Milagros abrió la hoja de uno de los postigos para que la luz del día empapara la vestimenta negra de Maximón. Llevaba sombrero de ala ancha, bigote a lo Pancho Villa, machete en una mano y botella de ron en la otra. Le cayó simpático de inmediato ese santo rodeado de collares y billetes.
—Le gusta el ron, el café y el dinero, y sabe batirse a machetazo limpio. Es el santo más cabrón. Así que cuidadito con él —advirtió Milagros.
—Mis respetos —repuso Cayetano, inclinando la cabeza ante Maximón, luego se volvió hacia Milagros—. Cuéntame lo que sepas de la Santa Muerte.
—Es la Virgen de los narcos, sicarios, secuestradores, ladrones y extorsionistas de México, como debieras saberlo si aún lees los diarios. Es la deidad a la que esa gente se encomienda para cumplir sus tareas y para que no los maten o, si los matan, para que ella los acoja en el otro mundo. El símbolo de la Santísima, Cayetano mío, es la guadaña.
—¿La tienes acá? —preguntó extendiendo una mano hacia los santos.
—¿Estás loco?
—¿Le tienes miedo?
—Respeto. Es la diosa de todo, de la última palabra y el eterno silencio. No es para mencionarla demasiado. No conviene que se tiente con uno.
—¿Qué aspecto tiene?
—Es un esqueleto. Lleva el atuendo de una Virgen: manto blanco con bordados de oro y carmesí. En una mano carga el mundo, en la otra, una guadaña. Es la muerte que a todos nos aguarda.

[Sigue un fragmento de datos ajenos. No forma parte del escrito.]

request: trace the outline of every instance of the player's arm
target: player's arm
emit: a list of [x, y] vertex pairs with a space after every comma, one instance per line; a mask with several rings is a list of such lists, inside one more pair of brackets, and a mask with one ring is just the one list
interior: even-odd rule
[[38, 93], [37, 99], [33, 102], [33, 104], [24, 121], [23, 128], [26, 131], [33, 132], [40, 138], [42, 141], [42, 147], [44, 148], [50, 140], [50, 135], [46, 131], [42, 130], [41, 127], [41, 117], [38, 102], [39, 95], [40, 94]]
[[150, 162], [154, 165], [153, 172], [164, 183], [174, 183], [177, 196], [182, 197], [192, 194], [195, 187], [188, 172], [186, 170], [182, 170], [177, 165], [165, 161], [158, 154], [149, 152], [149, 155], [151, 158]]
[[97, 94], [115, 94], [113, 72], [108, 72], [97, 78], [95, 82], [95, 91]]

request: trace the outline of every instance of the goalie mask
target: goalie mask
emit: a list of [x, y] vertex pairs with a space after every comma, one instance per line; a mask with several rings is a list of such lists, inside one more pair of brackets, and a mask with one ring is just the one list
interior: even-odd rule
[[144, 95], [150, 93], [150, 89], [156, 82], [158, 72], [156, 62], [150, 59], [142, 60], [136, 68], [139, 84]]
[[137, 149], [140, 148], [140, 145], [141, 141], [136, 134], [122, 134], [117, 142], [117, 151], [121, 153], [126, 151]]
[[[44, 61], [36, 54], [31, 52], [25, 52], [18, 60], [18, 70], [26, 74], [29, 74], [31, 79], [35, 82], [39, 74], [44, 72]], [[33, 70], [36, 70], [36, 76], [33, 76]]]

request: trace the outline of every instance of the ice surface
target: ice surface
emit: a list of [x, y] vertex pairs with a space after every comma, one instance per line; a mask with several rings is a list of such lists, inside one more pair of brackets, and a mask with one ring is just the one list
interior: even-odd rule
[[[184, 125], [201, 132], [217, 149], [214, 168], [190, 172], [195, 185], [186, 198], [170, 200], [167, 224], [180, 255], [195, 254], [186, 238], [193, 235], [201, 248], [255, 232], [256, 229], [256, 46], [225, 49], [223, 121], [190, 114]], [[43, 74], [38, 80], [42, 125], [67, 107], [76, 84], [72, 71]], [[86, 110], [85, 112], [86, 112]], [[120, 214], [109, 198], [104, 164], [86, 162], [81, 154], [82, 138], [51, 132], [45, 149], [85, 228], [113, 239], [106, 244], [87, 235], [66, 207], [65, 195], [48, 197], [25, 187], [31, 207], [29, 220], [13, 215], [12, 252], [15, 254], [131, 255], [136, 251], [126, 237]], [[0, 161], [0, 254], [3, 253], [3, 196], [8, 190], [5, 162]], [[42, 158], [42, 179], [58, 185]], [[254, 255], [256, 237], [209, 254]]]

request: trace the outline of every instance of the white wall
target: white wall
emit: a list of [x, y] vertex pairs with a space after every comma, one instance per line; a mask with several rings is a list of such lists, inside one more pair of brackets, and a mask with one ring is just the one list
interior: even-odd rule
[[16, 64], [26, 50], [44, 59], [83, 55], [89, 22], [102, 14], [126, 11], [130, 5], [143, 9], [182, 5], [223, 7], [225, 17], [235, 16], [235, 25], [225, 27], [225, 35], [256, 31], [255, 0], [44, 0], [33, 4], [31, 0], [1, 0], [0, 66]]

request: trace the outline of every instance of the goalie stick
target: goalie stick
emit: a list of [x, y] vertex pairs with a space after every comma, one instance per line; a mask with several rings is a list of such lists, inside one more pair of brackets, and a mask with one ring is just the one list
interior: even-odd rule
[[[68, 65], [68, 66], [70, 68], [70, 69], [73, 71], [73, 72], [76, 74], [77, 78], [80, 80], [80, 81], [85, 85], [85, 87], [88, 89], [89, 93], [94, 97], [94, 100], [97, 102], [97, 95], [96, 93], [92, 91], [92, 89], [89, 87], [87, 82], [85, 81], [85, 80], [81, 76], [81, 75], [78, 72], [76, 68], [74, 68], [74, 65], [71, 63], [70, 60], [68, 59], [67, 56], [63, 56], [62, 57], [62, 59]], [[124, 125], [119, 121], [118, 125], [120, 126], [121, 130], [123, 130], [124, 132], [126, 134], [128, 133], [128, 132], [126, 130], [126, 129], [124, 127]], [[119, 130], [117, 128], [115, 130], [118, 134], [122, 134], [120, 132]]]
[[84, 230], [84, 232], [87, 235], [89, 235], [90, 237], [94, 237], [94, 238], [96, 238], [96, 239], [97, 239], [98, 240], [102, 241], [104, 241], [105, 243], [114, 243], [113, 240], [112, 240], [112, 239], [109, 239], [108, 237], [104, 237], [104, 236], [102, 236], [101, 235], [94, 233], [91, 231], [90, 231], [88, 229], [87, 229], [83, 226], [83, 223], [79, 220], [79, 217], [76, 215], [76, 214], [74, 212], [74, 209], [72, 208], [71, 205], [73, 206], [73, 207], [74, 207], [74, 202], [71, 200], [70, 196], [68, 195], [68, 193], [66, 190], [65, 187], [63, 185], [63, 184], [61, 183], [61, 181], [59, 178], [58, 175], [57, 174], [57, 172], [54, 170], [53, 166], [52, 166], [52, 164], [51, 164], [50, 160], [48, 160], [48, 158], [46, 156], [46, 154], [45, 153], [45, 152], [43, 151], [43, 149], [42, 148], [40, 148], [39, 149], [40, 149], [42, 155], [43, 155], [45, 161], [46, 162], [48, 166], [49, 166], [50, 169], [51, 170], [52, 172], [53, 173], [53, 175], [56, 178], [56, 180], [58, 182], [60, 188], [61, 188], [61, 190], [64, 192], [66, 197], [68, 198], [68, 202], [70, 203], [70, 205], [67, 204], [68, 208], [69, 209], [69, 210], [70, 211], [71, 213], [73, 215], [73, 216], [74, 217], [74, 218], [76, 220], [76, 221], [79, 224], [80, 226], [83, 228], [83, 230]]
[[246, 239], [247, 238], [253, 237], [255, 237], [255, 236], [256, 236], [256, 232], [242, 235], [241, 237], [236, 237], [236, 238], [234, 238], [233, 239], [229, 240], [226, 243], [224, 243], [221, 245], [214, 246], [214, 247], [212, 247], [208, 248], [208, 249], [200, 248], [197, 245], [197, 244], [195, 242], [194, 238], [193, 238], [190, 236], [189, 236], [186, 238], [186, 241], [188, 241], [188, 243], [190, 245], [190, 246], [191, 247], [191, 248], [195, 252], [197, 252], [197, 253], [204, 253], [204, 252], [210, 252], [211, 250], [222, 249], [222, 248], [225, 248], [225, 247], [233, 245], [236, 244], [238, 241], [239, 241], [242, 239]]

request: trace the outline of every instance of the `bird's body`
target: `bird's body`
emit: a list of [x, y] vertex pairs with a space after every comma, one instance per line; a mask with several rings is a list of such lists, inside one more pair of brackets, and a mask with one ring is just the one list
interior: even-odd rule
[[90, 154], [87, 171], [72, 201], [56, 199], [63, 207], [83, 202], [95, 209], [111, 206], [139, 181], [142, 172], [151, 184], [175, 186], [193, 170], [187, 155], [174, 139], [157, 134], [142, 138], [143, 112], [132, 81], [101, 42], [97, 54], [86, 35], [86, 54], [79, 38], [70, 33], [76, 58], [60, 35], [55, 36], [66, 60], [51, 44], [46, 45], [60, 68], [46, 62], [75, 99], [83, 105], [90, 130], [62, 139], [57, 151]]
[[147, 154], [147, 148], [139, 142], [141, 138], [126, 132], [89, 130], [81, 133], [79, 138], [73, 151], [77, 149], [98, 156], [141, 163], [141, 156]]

Cayetano bebió el café en silencio. Milagros lo imitó, mirando hacia Atahualpa a través del postigo abierto. Un vehículo pasó tosiendo frente a la casa. ¿Por qué las policías de Chile y Estados Unidos no habían seguido esa pista?, se preguntó Cayetano. ¿Simplemente porque no había en Valparaíso devotos de la Santa Muerte?
—¿Dónde está su Vaticano?
—En Ciudad de México.
Se despojó de las gafas y limpió con la punta de la corbata las manchas de grasa adheridas a las dioptrías. Resultaba raro aquello. Se trataba de una pista precisa, vinculada con México, país sobre el cual Pembroke había escrito bastante. ¿Era casualidad o indicio de algo que debía considerar? Planeaba viajar a Nueva Orleans para conversar con los Pellegrini, pero quizá debía ir primero a la capital mexicana. ¿Qué podía relacionar a un académico estadounidense con la Virgen de los narcos y sicarios?